Yes. The real missed opportunity was that moment when the ideological power behind the neoliberal project was so eroded, around 2008-09, that there was space to put forward really radical ideas. In Britain, you were nationalizing banks and in the US there was this massive stimulus programme, so all these rules we’d been told were impossible to break, suddenly our élites were breaking them. That opens up space to do all kinds of things. That lost opportunity in the US is not just about President Obama: it’s a huge failure of the American Left and liberals who were at that stage just wanting to give Obama a chance. The big three auto companies were all in crisis and had basically been taken over by the government, so that’s a major engine of our carbon economy right there. You had hundreds of billions of dollars being spent just to revive the economy – it wasn’t just going into building highways, so you could completely reinvent the transit system, especially if you’ve got the car companies in your hand. And then you also have control over the banks, because they’ve crashed and they’re coming to you for handouts, so you can put all kinds of conditions on those. To me, that’s the biggest lost opportunity of my lifetime and a tremendous tragedy.
How can you persuade countries like India and China not to go further down the fossil fuel-based industrialization route we’ve all benefited from?
The ‘minor tweaks’ route that we’ve been on, from light bulbs to putting less water in the kettle to carbon trading and offsets, is a reflection once again of the strength of neoliberal orthodoxy
The first step of persuading is to lead, by adopting and following our own emission-reduction strategies. But I also think it’s more about how we can support the growing constituencies in countries like China and India that are deeply questioning the model of fossil fuel-based frenetic growth. Where you see that most dramatically is China, a country that is literally choking on growth. Just in the past couple of years, you have this extremely populist discussion emerging about the cost of economic growth, because of air pollution. How do we support those movements and real alternatives? How do we lead by example?
The tar sands in Alberta, Canada, is one of the frontlines of the climate change fight. Is a decision expected soon from President Obama on the proposed Keystone XL pipeline?
Yes, we’ve been thinking that [he’d make an announcement] for three years. At this point, I wouldn’t be surprised if he left office without making the decision.
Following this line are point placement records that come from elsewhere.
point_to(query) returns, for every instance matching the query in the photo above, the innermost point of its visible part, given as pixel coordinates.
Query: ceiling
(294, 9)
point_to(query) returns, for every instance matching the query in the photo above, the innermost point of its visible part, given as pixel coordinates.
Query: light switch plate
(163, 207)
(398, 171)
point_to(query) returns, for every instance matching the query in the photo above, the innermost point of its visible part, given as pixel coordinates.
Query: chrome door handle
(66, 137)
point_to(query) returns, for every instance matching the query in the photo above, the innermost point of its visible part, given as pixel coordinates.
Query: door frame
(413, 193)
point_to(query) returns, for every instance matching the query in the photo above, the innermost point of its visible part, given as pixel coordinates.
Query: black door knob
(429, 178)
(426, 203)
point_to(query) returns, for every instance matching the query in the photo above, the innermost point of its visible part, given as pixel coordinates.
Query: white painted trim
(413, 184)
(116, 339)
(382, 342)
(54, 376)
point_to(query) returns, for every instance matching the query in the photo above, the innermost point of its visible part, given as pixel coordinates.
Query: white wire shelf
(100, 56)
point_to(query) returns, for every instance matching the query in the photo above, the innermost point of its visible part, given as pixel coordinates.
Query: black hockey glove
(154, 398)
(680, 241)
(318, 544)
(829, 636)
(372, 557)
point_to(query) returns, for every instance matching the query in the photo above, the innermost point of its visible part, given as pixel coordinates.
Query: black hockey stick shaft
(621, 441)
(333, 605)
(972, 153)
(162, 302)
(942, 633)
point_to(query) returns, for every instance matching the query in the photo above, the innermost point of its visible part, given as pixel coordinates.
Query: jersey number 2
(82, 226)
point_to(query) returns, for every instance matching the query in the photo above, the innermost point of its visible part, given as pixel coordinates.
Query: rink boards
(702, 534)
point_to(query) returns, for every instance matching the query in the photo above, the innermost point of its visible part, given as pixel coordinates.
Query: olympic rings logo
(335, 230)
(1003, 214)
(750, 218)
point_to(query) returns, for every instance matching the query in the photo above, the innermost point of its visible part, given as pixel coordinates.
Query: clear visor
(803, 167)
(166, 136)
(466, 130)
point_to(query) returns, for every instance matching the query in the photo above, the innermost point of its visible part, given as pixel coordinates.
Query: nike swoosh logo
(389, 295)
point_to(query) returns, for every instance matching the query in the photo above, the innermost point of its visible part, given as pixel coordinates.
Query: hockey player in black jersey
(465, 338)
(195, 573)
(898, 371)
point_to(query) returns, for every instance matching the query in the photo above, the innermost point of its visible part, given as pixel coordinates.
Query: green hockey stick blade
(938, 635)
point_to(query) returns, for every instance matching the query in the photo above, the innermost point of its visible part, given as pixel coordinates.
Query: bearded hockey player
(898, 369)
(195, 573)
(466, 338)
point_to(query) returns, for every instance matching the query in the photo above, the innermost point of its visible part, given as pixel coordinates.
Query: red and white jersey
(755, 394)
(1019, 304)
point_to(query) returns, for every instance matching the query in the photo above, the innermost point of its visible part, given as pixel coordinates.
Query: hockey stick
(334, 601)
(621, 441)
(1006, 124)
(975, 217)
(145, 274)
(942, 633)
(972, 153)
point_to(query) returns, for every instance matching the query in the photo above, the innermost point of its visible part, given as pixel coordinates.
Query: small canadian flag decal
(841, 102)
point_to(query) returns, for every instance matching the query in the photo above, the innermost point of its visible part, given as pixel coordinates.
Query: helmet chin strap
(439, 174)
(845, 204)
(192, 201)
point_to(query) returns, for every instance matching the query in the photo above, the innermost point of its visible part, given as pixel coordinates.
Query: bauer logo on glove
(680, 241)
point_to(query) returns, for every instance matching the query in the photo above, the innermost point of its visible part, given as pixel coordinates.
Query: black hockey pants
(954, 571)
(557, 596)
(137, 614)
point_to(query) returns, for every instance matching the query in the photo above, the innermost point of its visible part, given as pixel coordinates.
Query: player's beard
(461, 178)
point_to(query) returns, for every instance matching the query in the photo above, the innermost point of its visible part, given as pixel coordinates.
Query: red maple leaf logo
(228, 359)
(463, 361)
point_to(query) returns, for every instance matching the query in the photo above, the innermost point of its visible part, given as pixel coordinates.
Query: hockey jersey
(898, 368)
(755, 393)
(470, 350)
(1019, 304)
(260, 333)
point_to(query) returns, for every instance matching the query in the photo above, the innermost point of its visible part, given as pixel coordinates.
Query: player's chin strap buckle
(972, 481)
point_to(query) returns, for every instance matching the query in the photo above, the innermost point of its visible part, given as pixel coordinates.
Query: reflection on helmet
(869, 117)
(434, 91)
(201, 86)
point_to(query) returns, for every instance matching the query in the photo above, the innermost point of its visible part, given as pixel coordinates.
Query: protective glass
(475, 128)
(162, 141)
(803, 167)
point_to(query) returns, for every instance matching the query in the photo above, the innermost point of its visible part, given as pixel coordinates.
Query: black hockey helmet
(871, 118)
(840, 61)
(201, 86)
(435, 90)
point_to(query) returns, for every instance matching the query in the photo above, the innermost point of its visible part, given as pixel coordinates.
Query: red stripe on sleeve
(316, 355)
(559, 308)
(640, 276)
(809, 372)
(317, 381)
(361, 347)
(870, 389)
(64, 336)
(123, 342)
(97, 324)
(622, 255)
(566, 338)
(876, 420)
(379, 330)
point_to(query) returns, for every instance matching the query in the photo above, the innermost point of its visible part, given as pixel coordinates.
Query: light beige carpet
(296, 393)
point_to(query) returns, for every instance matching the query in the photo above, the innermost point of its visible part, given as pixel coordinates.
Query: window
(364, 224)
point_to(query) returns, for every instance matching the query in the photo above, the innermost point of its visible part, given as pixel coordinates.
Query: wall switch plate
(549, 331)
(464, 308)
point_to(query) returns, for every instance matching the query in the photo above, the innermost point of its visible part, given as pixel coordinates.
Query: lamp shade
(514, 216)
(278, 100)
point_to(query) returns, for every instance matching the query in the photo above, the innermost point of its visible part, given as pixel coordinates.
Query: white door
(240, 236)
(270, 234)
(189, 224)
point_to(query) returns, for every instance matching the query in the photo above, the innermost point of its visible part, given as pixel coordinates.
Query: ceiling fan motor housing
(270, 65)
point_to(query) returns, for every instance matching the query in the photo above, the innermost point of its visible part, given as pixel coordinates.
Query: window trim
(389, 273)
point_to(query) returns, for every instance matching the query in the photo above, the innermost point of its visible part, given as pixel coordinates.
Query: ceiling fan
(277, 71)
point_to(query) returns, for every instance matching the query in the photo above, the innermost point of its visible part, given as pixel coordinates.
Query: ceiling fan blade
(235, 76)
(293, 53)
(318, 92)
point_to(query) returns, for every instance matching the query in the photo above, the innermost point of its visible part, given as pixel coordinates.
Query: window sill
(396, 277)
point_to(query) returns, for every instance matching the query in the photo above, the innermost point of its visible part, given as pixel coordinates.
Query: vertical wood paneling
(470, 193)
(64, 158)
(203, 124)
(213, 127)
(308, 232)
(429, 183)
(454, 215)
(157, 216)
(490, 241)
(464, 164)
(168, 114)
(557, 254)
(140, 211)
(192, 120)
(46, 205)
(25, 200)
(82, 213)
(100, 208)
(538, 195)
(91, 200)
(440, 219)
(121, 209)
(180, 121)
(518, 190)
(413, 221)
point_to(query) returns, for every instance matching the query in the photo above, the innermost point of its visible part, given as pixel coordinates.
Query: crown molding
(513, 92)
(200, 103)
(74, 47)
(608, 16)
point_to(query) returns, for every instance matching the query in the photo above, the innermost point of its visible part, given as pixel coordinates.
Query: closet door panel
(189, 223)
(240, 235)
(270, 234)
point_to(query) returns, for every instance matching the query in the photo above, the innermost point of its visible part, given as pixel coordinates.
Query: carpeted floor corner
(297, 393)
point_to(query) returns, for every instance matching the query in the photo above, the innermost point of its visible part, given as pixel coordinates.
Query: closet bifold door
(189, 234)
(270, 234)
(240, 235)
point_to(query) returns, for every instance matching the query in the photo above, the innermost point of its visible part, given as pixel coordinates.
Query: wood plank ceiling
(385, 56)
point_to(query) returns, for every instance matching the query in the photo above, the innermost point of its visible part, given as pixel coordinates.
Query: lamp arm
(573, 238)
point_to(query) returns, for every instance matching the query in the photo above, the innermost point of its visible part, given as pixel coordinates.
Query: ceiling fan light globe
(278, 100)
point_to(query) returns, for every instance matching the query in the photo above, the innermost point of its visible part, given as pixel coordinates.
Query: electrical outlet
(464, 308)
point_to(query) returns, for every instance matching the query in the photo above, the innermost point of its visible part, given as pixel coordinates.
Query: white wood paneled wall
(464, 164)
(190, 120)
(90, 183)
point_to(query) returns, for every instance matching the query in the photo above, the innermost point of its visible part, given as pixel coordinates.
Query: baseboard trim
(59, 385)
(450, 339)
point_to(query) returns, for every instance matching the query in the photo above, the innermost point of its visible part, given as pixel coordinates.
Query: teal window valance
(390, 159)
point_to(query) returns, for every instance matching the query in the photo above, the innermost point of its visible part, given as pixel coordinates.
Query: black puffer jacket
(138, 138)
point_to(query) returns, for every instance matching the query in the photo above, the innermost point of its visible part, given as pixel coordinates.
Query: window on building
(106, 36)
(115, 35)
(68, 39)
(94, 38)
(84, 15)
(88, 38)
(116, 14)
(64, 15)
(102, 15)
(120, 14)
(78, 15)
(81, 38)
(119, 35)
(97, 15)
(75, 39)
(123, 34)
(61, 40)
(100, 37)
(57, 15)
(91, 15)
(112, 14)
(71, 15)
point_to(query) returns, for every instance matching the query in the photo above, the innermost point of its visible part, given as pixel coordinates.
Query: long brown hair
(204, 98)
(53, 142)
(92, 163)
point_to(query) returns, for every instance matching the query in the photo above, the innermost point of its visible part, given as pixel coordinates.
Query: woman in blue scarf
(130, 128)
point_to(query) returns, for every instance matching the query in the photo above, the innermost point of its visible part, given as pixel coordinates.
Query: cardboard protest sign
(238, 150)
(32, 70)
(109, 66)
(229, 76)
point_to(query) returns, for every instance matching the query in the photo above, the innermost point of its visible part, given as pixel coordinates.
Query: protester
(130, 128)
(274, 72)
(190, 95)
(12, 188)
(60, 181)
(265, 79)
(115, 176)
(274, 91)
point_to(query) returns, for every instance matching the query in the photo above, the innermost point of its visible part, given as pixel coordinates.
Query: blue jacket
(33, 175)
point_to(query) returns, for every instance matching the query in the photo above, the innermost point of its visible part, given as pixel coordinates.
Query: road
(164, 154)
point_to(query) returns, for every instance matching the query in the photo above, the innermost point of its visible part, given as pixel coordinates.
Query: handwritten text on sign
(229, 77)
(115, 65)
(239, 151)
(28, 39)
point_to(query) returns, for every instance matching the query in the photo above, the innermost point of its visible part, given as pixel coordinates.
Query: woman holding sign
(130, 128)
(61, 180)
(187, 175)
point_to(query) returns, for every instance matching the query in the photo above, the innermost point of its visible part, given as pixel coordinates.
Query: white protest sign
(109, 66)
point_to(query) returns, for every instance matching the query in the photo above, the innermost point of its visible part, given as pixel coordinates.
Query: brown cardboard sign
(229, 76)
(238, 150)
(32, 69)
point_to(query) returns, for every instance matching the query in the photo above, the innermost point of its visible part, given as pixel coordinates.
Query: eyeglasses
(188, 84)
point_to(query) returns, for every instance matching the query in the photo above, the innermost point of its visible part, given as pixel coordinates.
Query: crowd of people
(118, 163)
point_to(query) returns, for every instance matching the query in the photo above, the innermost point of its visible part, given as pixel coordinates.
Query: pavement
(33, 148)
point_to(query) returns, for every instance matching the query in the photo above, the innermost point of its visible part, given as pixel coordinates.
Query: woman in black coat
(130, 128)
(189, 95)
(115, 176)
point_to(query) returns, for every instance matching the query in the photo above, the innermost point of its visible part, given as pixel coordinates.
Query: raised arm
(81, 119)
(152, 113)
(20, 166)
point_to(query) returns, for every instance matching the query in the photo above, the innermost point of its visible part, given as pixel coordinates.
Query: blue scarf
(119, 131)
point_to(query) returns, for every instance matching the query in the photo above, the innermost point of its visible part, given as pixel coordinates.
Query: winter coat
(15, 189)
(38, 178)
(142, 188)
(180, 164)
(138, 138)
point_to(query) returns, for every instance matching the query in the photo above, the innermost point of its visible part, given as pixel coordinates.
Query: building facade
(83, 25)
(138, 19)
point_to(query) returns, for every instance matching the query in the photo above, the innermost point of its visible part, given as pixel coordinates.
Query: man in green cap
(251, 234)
Is tar sands also a symbolic battle, a sign of how things might go in future between the environment and the energy industry?
The Keystone battle has been hugely important in that it brought the climate movement down to earth in the US. It had become about all this abstract stuff that the vast majority of the public didn’t understand, like carbon trading and offsetting and I was saying, ‘No, it’s about this pipeline, which is carrying one of the dirtiest forms of fossil fuels.’ The first stage to get out of a hole is to stop digging. It’s about drawing that line. This is a slogan that comes up in a lot of the movements: draw the line. This is where we stop it. That idea of drawing a line has become contagious.